UN MANQUE DE COURAGE POLITIQUE

Alors que la ministre E. Borne s’est engagée à ce que la circulation reprenne le 1er novembre, FRET SNCF semble vouloir se désengager et a annoncé ne plus vouloir assurer ce train des primeurs ! Pourtant, les sillons sont disponibles, les wagons sont rénovés. Il manque le transporteur : la SNCF !

La direction de la SNCF se retranche derrière la vétusté du parc wagon, cependant c’est bien la politique mise en oeuvre depuis la libéralisation du transport ferroviaire de marchandises qui est en cause !

L’ouverture à la concurrence devait apporter plus de trafics, c’est le contraire qui s’est produit et la part modale du transport routier ne cesse d’augmenter. Si ce train est définitivement supprimé, il sera, une fois encore, remplacé par des camions.

Dans sa recherche effrénée de réduction des coûts, la direction a détruit des milliers d’emplois, et n’a pas fait les investissements nécessaires pour l’avenir de l’activité. La Fédération CGT des cheminots est intervenue de nombreuses fois sur l’absence de politique de recherche et de développement à FRET SNCF. L’urgence n’est pas aux « wagons connectés », mais aux wagons réfrigérés !

La mise en oeuvre de la réforme ferroviaire prévoit de changer le statut de FRET SNCF en Société par Actions Simplifiée (SAS) avec, par conséquent, une autonomie renforcée vis-à-vis des pouvoirs publics.

Alors que les élus locaux prennent position pour le Perpignan-Rungis et que le Gouvernement dit vouloir une solution ferroviaire pérenne, la direction SNCF annonce qu’elle se désengage !

À l’évidence, la réforme ferroviaire rend l’État incapable de mettre en oeuvre une politique des transports conforme aux enjeux sociaux et environnementaux. C’est le marché qui arbitre et non plus la puissance publique.

Depuis plusieurs mois, le chiffre d’affaires de FRET SNCF est en baisse, avec des pertes de marchés importantes, comme celui de GEFCO, annoncée au coeur de l’été par la direction FRET.

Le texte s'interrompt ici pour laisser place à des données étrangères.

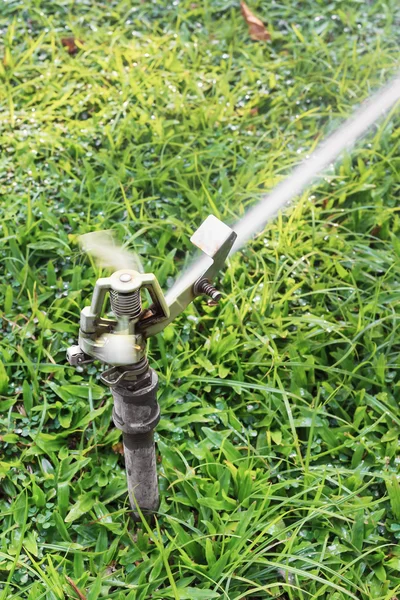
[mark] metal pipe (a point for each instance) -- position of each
(136, 413)
(141, 472)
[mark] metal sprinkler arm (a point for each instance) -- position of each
(121, 343)
(215, 239)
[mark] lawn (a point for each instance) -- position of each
(278, 444)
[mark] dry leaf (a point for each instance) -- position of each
(257, 28)
(70, 45)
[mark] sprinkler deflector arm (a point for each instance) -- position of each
(121, 343)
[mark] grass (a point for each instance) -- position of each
(279, 434)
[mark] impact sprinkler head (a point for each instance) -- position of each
(121, 342)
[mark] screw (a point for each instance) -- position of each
(203, 286)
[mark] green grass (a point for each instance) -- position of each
(279, 435)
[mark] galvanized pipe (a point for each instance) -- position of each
(136, 413)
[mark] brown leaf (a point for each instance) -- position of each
(70, 45)
(75, 588)
(257, 28)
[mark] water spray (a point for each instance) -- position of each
(121, 342)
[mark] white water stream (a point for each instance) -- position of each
(302, 176)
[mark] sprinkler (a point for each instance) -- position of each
(121, 343)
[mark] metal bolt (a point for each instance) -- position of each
(203, 286)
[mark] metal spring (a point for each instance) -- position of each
(126, 305)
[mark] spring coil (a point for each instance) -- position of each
(126, 305)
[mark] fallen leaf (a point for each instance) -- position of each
(257, 28)
(70, 45)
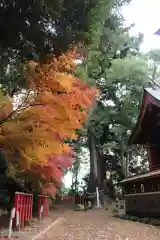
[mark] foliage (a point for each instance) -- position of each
(40, 27)
(120, 72)
(33, 133)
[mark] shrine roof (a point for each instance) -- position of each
(141, 176)
(149, 109)
(155, 92)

La délégation CGT du CSE est intervenue une nouvelle fois sur l’avenir de FRET SNCF et les élus du CSECGPF, à l’unanimité, ont lancé une procédure de droit d’alerte économique concernant l’ensemble de l’entreprise, avec de nombreuses interrogations sur l’avenir du transport ferroviaire de marchandises SNCF.

Tous les cheminots sont impactés par ce nouveau recul du FRET SNCF.

La CGT exige :

  • La relance effective du train primeurs Perpignan-Rungis, et plus largement du FRET SNCF ;
  • Le report vers le rail public d’une partie des primeurs en circulation entre les ports et les marchés d’intérêt national.

En conséquence, la CGT appelle les cheminots à se mobiliser nationalement et à se rassembler pour l’avenir du Perpignan-Rungis et du FRET SNCF le 31 octobre 2019 à 14 H au coeur du MIN de Rungis (des transports seront organisés depuis Paris Gare de Lyon, rapprochez-vous de vos délégués CGT).